Houve uma miopia no sentido
de que o governo não entendeu o
meu papel, que não era o de um
funcionário internacional, parte
das Nações Unidas, mas eleito por
indicação do governo brasileiro.
Portanto havia responsabilidade
do governo pela qualidade do que
eu estava oferecendo numa entidade internacional.
Se o governo brasileiro estivesse
descontente com o meu trabalho,
eu entendo que houvesse apoio a
uma gestão para que eu saísse.
Mas apenas seis meses antes de isso acontecer, o presidente Fernando Henrique Cardoso visitou
a Opaq e fez largos elogios ao que
estava sendo feito.
Folha - O que o senhor vê de novo
neste Itamaraty no qual o senhor
volta por cima?
Bustani -Não acho que volto por
cima, acho que volto para o lugar
em que eu deveria ter estado sempre.

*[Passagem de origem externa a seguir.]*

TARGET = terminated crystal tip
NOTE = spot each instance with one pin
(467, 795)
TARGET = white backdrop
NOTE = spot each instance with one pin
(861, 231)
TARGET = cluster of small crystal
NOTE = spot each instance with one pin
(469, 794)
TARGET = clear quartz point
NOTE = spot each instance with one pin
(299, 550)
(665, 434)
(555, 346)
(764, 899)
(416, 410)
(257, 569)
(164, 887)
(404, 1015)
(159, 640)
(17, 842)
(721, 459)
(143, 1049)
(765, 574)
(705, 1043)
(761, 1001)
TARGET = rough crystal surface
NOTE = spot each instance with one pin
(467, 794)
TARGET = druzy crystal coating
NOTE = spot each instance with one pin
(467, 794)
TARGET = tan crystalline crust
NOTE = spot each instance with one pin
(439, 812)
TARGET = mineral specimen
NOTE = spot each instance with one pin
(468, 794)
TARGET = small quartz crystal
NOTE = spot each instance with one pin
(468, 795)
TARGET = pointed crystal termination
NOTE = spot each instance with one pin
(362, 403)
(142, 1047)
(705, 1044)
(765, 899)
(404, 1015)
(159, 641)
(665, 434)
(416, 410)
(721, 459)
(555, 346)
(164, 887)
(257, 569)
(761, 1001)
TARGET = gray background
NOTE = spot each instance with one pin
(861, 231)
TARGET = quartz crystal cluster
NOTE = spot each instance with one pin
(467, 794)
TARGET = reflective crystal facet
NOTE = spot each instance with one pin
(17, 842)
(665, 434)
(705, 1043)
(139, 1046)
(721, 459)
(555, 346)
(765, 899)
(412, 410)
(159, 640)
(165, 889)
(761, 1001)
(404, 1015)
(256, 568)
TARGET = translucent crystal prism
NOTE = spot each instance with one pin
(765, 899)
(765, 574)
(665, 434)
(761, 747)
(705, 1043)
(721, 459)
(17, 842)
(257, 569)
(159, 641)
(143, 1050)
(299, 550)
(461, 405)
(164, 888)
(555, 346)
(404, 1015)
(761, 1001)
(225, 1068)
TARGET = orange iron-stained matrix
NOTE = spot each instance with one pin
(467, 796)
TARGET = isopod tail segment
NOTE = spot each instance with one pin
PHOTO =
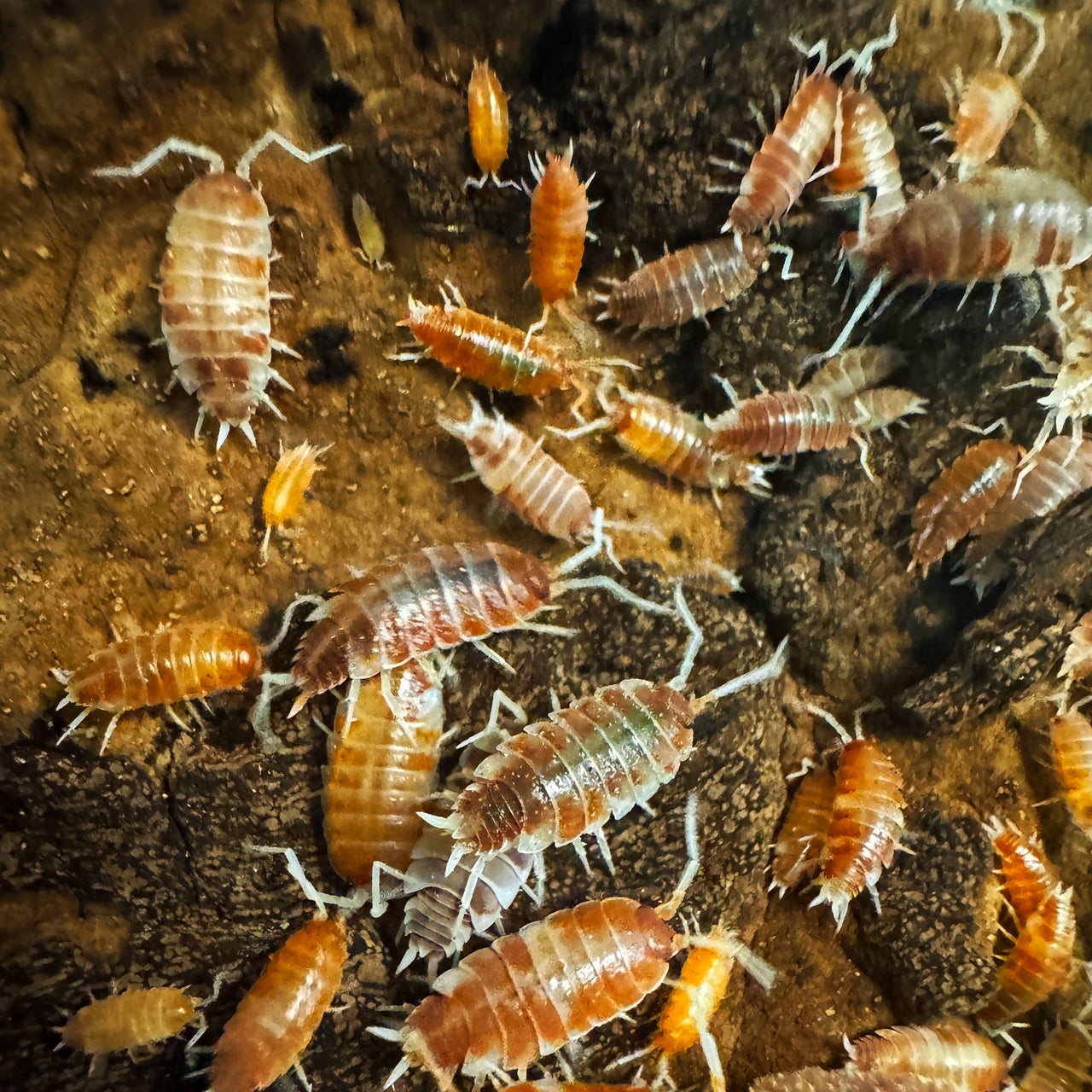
(176, 144)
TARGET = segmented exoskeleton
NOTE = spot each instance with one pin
(961, 498)
(214, 284)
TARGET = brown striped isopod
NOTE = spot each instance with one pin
(803, 833)
(1040, 960)
(950, 1054)
(961, 498)
(130, 1019)
(1072, 749)
(380, 770)
(1006, 223)
(487, 106)
(284, 492)
(176, 663)
(214, 284)
(689, 283)
(525, 479)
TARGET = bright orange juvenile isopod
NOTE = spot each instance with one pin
(487, 105)
(284, 491)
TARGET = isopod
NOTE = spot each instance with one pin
(961, 498)
(1055, 474)
(949, 1054)
(487, 106)
(380, 770)
(1030, 878)
(804, 831)
(677, 444)
(1008, 222)
(284, 491)
(532, 993)
(1072, 748)
(688, 283)
(868, 157)
(1061, 1064)
(566, 775)
(523, 478)
(1077, 663)
(280, 1014)
(558, 226)
(866, 822)
(1040, 959)
(129, 1020)
(214, 284)
(437, 599)
(485, 350)
(176, 663)
(855, 370)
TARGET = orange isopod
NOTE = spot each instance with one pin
(1072, 746)
(949, 1054)
(865, 826)
(804, 833)
(1061, 1064)
(961, 498)
(1038, 962)
(176, 663)
(380, 770)
(1030, 877)
(487, 105)
(1077, 663)
(284, 491)
(281, 1011)
(558, 226)
(130, 1019)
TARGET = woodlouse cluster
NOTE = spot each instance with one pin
(378, 631)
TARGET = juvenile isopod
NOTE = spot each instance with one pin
(532, 993)
(1072, 748)
(284, 491)
(1052, 476)
(948, 1055)
(854, 370)
(866, 822)
(803, 834)
(1038, 961)
(1061, 1064)
(1030, 878)
(485, 350)
(380, 770)
(558, 226)
(677, 444)
(214, 284)
(1077, 663)
(487, 106)
(280, 1014)
(961, 498)
(129, 1020)
(437, 599)
(688, 283)
(523, 478)
(176, 663)
(566, 776)
(1006, 223)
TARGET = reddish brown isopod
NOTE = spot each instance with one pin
(1072, 748)
(804, 831)
(686, 284)
(961, 498)
(380, 771)
(523, 478)
(176, 663)
(214, 284)
(130, 1019)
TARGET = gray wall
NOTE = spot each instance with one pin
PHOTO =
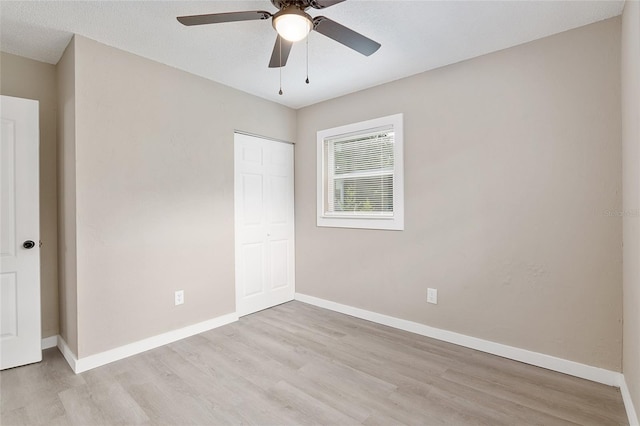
(631, 193)
(26, 78)
(154, 193)
(512, 161)
(67, 199)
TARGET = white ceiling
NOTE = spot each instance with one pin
(415, 35)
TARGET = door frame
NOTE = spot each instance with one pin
(26, 346)
(236, 222)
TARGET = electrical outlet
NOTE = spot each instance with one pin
(432, 295)
(179, 297)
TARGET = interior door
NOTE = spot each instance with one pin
(264, 223)
(20, 335)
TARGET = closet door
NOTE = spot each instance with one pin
(20, 335)
(264, 228)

O que mudou é que o presidente Lula conseguiu transmitir,
não só para o Itamaraty, mas para
o conjunto dos ministérios, esse
sentido de missão.
Folha - O sr. caiu em desgraça por
trombar de frente com o governo
dos EUA, e o embaixador Samuel
Pinheiro Guimarães, hoje vice-chanceler, por discordar da proposta norte-americana para a Alca
(Área de Livre Comércio para as
Américas). A premiação de dois
embaixadores que tiveram problemas por causa dos EUA projeta que
tipo de política externa? O que se
pode inferir disso?
Bustani - Não posso falar pelo
Samuel, mas no meu caso não
houve confronto com os Estados
Unidos. Eu fui retirado da Opaq
por causa dos EUA, é verdade,
mas não fiquei sem função por
iniciativa dos EUA.
Folha - O que muda no governo
Lula em relação à política com os
EUA?
Bustani - Os Estados Unidos são
o parceiro mais importante do
mundo, são importantíssimos.
Você tem que encontrar um modus vivendi. Evidentemente, um
modus vivendi com altivez e que
não seja em detrimento dos interesses do Brasil.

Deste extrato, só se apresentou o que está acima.